|
|
|
|
|
by iwontberude
144 days ago
|
|
You are speaking in tautology. Yes we know that technology investment often leads to great advancement and benefits for humanity, but it is not sufficient to obviate the need for consciousness and reduction of harm. This technology will be used to disenfranchise people and we need to be willing to say, "no, try again." Not to stop advancement, but to steer it into being more equitable. We should be trying to optimize for the best combination of risk and benefit, not taking on unlimited risk in the promise of some non-zero benefit. Your approach is very much take-it-or-leave-it which leaves very little room for regulating the technology.
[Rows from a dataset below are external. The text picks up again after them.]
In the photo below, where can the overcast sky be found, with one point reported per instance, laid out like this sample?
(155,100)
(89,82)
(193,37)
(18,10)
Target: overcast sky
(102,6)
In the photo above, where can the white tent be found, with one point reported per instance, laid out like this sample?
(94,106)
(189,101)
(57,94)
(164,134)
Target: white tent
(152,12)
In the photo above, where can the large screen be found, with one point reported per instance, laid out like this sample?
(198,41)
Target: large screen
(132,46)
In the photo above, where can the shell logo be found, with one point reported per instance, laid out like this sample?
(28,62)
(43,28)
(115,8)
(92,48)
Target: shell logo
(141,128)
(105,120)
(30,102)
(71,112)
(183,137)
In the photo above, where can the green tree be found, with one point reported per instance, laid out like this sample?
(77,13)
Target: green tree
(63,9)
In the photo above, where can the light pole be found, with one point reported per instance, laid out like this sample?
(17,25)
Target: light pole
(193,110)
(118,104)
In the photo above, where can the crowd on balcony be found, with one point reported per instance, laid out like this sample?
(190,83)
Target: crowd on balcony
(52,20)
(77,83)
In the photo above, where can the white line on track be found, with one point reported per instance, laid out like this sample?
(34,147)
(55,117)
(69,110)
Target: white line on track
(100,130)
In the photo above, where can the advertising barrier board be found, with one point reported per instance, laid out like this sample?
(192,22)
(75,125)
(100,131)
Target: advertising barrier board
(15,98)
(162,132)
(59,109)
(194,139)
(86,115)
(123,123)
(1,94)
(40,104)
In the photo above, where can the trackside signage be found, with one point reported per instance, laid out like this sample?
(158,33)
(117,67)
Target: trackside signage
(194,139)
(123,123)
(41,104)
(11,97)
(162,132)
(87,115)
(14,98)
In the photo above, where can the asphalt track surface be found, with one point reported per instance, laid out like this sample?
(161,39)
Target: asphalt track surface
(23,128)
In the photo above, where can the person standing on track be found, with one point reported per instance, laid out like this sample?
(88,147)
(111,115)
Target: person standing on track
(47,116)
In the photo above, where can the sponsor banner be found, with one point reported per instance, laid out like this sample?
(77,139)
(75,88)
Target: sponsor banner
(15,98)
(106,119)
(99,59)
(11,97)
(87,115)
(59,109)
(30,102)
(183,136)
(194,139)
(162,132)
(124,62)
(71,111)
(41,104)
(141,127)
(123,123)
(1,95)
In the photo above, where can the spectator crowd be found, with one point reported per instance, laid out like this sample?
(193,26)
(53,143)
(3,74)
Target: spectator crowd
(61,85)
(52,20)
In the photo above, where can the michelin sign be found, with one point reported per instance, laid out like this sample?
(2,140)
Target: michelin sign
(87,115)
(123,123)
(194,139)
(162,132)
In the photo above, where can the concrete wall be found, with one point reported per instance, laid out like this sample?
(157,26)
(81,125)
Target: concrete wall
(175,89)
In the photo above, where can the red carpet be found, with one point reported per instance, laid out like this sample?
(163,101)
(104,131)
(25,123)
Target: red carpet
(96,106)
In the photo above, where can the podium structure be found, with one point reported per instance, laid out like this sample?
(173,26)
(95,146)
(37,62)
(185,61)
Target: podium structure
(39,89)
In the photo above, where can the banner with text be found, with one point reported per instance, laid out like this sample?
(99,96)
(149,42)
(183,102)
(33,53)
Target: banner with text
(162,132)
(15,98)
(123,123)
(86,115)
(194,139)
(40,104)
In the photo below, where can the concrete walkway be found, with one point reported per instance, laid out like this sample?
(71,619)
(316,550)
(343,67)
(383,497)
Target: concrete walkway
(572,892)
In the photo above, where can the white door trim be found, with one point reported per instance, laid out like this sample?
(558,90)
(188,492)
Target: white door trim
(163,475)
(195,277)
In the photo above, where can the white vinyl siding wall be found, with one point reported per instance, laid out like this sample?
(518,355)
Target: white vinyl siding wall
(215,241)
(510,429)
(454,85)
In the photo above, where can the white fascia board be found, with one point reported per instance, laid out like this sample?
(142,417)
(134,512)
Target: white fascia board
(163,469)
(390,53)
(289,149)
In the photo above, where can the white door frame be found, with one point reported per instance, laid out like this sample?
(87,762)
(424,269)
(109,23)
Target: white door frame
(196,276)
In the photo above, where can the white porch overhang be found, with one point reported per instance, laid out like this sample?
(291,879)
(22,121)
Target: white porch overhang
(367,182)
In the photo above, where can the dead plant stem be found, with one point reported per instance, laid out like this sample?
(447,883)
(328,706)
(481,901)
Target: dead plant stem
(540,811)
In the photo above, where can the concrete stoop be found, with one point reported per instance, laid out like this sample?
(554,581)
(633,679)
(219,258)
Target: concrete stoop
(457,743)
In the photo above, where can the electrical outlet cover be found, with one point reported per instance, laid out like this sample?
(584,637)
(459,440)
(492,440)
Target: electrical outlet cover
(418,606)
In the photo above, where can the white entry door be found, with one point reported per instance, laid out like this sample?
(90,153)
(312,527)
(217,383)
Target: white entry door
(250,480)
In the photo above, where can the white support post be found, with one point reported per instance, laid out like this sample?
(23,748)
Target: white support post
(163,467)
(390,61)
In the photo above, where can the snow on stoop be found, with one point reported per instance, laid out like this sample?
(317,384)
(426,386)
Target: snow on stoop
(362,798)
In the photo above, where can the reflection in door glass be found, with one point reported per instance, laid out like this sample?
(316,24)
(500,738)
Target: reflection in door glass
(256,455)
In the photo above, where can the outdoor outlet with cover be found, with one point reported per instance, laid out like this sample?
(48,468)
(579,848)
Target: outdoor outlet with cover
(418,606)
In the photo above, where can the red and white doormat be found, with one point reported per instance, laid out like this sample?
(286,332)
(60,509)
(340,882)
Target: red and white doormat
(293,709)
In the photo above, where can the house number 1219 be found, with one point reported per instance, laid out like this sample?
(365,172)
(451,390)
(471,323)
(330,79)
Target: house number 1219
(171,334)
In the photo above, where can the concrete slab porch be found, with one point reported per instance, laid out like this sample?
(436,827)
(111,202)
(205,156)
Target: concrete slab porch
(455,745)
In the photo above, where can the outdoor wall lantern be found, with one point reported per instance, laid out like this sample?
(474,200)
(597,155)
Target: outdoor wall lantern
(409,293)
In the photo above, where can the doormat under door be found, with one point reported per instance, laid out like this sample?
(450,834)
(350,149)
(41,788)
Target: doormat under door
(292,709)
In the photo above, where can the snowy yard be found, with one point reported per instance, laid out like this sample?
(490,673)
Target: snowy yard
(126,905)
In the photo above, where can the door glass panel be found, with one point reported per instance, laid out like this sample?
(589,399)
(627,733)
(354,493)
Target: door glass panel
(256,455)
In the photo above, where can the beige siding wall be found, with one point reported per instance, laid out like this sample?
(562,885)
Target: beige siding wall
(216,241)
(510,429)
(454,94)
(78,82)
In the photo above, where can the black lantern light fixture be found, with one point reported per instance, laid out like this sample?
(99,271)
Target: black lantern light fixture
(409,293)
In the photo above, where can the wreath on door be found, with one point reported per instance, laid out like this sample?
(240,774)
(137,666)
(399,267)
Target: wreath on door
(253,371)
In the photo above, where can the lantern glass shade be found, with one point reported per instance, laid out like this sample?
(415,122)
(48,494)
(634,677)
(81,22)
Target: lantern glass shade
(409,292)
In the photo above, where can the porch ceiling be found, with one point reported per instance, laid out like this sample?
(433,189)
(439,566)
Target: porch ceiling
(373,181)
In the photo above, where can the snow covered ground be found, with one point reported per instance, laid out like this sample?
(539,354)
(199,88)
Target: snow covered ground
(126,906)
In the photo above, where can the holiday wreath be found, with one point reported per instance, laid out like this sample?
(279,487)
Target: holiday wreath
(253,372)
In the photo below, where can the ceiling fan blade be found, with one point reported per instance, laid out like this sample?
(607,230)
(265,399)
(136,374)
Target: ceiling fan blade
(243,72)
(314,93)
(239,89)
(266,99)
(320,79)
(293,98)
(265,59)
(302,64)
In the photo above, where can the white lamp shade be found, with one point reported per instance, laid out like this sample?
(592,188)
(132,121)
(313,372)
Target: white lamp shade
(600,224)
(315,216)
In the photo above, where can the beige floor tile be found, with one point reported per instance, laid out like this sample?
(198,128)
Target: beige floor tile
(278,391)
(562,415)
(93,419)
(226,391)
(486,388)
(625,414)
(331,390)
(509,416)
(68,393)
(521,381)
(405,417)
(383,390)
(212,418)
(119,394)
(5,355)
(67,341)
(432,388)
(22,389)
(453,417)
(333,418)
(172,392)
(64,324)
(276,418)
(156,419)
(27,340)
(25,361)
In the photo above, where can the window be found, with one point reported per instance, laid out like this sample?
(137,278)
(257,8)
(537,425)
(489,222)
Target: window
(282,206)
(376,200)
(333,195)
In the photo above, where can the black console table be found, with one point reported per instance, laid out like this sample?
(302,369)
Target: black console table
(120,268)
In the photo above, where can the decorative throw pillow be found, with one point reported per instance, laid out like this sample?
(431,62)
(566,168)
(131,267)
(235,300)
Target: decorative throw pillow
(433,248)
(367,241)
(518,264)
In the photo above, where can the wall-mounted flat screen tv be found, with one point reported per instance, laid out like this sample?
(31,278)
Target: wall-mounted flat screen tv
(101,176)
The GenAI industry lobbying for a moratorium on regulation is them trying to hand wave any disenfranchisement (e.g. displaced workers, youth mental health, intellectual property rights violated, systemically racist outcomes, etc). |
|
I 100% support this stance, it's good advice for life in general. I object to the ridiculous Luddite's view espoused elsewhere in this thread.
>The GenAI industry lobbying for a moratorium on regulation is them trying to hand wave any disenfranchisement (e.g. displaced workers, youth mental health, intellectual property rights violated, systemically racist outcomes, etc).
There must be a balance certainly. We can't "kill it before it's born", but we also need to be practical about the costs. I'm all in on debating exactly where that line should be, but object to the idea that it provides no value at all. That's madness, and dishonesty.